Travel and Places

10 bad jokes about Colorado Springs

High Up

Colorado Springs is so high up that even the squirrels get altitude sickness. That’s why they move so slow—it’s not indecision, it’s hypoxia.

Pikes Peak Problems

A tourist in Colorado Springs asks a local, “What’s the best way to get to the top of Pikes Peak?”
The local says, “Well, you could take the Cog Railway, drive the highway, or hike the trail.”
Tourist: “Which one do you recommend?”
Local: “I don’t. I moved here for the view, not the effort.”

Gone With the Wind

The wind in Colorado Springs is so strong, I saw a guy throw a frisbee and two days later it was declared airspace violation over Kansas.

Landlocked Seafood

I tried to open a seafood restaurant in Colorado Springs, but it turns out people here don’t trust fish that hasn’t had to fight for oxygen.

Altitude Adjustment

A guy moves to Colorado Springs and tells his friend, “I’ve never lived somewhere so high up before!”
His friend says, “Yeah, you get used to it.”
“How long did it take you?”
“Oh, I don’t live here. I just visit long enough for my sinuses to explode and then I leave.”
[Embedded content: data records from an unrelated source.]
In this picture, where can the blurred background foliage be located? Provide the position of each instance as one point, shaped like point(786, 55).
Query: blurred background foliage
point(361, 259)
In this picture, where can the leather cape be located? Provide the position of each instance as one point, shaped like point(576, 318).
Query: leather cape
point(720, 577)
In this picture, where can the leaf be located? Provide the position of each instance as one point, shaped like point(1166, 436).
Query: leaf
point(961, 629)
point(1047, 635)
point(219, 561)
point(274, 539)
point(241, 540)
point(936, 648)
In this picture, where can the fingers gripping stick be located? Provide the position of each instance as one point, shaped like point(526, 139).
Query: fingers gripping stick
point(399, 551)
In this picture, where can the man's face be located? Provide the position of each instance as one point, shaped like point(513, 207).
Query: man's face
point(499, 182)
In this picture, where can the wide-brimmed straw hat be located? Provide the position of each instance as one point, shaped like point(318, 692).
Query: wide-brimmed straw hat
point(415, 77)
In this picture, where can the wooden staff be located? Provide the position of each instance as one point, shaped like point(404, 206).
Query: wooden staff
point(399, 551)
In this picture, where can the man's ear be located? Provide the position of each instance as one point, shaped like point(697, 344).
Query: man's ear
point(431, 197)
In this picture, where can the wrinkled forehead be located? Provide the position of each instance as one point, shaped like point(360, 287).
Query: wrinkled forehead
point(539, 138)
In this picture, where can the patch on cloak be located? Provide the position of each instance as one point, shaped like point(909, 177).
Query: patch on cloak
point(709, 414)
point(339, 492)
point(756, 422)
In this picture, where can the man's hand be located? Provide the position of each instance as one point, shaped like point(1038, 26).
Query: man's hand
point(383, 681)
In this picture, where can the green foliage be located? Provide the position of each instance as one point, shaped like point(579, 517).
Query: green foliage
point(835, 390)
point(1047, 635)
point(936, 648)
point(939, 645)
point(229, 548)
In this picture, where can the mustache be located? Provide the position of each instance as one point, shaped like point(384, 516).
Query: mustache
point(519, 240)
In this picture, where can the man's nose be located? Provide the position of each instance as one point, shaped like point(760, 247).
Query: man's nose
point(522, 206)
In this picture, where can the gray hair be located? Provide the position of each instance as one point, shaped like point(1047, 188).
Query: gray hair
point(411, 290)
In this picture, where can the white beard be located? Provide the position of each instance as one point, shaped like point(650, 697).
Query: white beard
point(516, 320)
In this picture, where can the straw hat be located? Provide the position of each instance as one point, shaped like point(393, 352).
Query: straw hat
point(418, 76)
Predator-Prey Relationship

Colorado Springs is where nature and civilization meet—specifically, where tourists meet mountain lions and we see who’s higher on the food chain.

Divine Frustration

Every time I visit the Garden of the Gods, I get the feeling the gods just abandoned their boulders in frustration. Like, “You know what? Earth is a fixer-upper, I’m out.”

Earn Your Calories

People in Colorado Springs love hiking. Not because they enjoy nature, but because it’s the only way to justify eating a 5,000-calorie meal at a brewery afterward.

Broadmoor or Bust

The Broadmoor is the only hotel where you check in and immediately feel like the bellhop is about to ask if you have a trust fund or if you’re here by accident.

NORAD Logic

I don’t trust NORAD being in Colorado Springs. Why hide America’s missile defense system inside a mountain? That’s like keeping your home security system inside the fridge.